Trois pas plus loin, je croise deux hommes armés de carabines moins rudimentaires. Il n’est que 9 heures du matin et leur gibecière est déjà pleine. Ils ne font aucune difficulté pour m’en monter le contenu : une douzaine d’oiseaux. Tant que j’y suis, je demande s’ils ne varient pas le gibier : caméléons, gibbons, iguanes peut-être ? Non, non : les caméléons n’intéressent personne d’autre que moi (nous allons y revenir), les iguanes ne sont capturés que par les enfants et quant aux singes, les chasseurs tentent surtout d’en capturer de temps en temps un vivant, pour le vendre bien cher à quelqu’un de la ville ; quand ça rate et que l’animal est blessé, on le livre en pâture aux chiens, qui adorent cela : vengeance symbolique contre un humanoïde, peut-être.
Un caméléon coriace
Figurez-vous que j’ai même cédé, mea maxima culpa, à la passion kleptomane ambiante, mais une seule fois, je le jure, et fus bien puni. Il faut dire, circonstance atténuante, que l’insecte géant me poursuit de ses assiduités depuis plus de vingt ans. D’abord, séjournant dans les Grand Lacs, j’appris que l’animal était maléfique : on est persuadé dans ces contrées que l’humain qui le touche par mégarde change illico de sexe. À cause de cette légende burundaise tenace, mon collègue Pascalou perdit son spécimen à demeure, prudemment éloigné par le cuisinier burundais qui, comprenez-le, tenait absolument à rester mâle. Ensuite, en Éthiopie, je le rencontrai plusieurs fois, de manière furtive, et je résistai vaillamment quand on essayait de m’en vendre un. Enfin, arrivé à Java, je cru constater qu’il y pullulait, qu’il ne pouvait y être considéré comme en péril et que donc mes scrupules à en capturer un ne se justifiaient guère. Me voilà donc décidé à faire l’acquisition d’un caméléon. J’annonce même le tarif à la cantonade : 2,50 euros. Une armée de jeunes gens désœuvrés me certifie qu’ils feront mon bonheur (et leur argent de poche) dès le lendemain. On me conseille de faire au préalable l’acquisition d’une de ces petites cages-souricières en fer-blanc que l’on affectionne ici, car, une fois le monstre capturé, il s’agira de le garder contre son gré, ce qui n’est pas simple, même pour les spécimens non ailés (oui, vous avez bien lu, il y a ici aussi des caméléons volants, j’en ai même entrevu deux fois, vrai de vrai, on se serait cru dans un dessin animé).
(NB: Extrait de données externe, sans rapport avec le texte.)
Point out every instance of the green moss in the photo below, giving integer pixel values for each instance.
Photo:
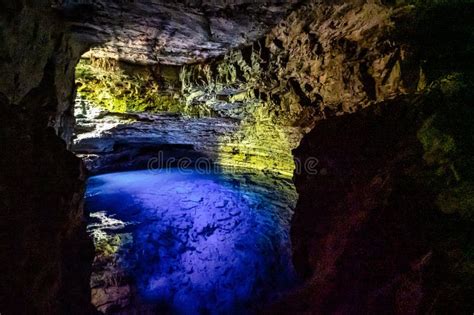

Et de fait, dès potron-minet, après moins d’une demi-heure de recherche dans la forêt, ma joyeuse escorte adolescente se répand en hurlement, en courses folles, en escalade hilare, et le plus agile me présente bientôt le caméléon qu’il vient d’attraper. Mon futile bonheur de collectionneur ne durera guère : mon léon m’amuse dix minutes par ses mines offusquées et ses coups de dents dérisoires de dragon contrarié ; il refuse de changer de couleur, il n’accepte d’ingérer aucun des aliments végétaux ou animaux que je lui propose, se blesse constamment en tentant de quitter la cage, bref il ne supporte pas la captivité. Il fait finalement la grève de la faim et de la soif, et me contraint, pour ne pas avoir un cadavre animal de plus sur la conscience, à lui rendre sans tarder sa liberté imprudemment confisquée.
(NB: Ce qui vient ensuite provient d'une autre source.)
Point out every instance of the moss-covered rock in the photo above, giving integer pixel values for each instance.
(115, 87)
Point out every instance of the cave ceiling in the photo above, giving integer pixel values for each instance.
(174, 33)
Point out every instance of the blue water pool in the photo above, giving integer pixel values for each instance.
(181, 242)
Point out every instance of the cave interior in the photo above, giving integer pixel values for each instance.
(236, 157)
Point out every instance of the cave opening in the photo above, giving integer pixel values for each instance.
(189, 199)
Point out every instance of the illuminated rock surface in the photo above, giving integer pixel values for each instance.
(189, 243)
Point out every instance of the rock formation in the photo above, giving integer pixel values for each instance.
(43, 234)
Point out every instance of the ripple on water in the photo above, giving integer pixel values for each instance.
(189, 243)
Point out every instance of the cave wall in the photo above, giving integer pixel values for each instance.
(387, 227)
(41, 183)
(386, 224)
Je retournerai souvent dans cette « réserve », jusqu’à la parcourir en tous sens, pour constater finalement que l’espace protégé ne dépasse guère quelques mètres de part et d’autre de la voie (asphaltée, bien sûr) destinée aux touristes et dont ceux-ci sont sensés, comme tout visiteur sensibilisé, ne pas s’écarter.
Ce qui est extraordinaire, c’est qu’au seuil du XXIe siècle cette forêt soit toujours vivante, formidablement belle par endroits, débordante de vie végétale un peu partout, et qu’elle ait même gardé quelques beaux restes de diversité animale, surtout à l’étage de la canopée — le seul que les humains ne soient pas en mesure de visiter. Bien sûr, il y a longtemps qu’on y a abattu le dernier tigre, le dernier ours. Évidemment, la présence quasi permanente des humains n’est pas le meilleur moyen de préserver la biodiversité. Mais tant que les paysans ne coupent pas trop de grands arbres, tant que la forêt ne séduit pas un promoteur immobilier, elle continuera à jouer une partie de son rôle : réserve d’eau, d’oxygène, de bois, de matériel génétique, de silence, de sérénité.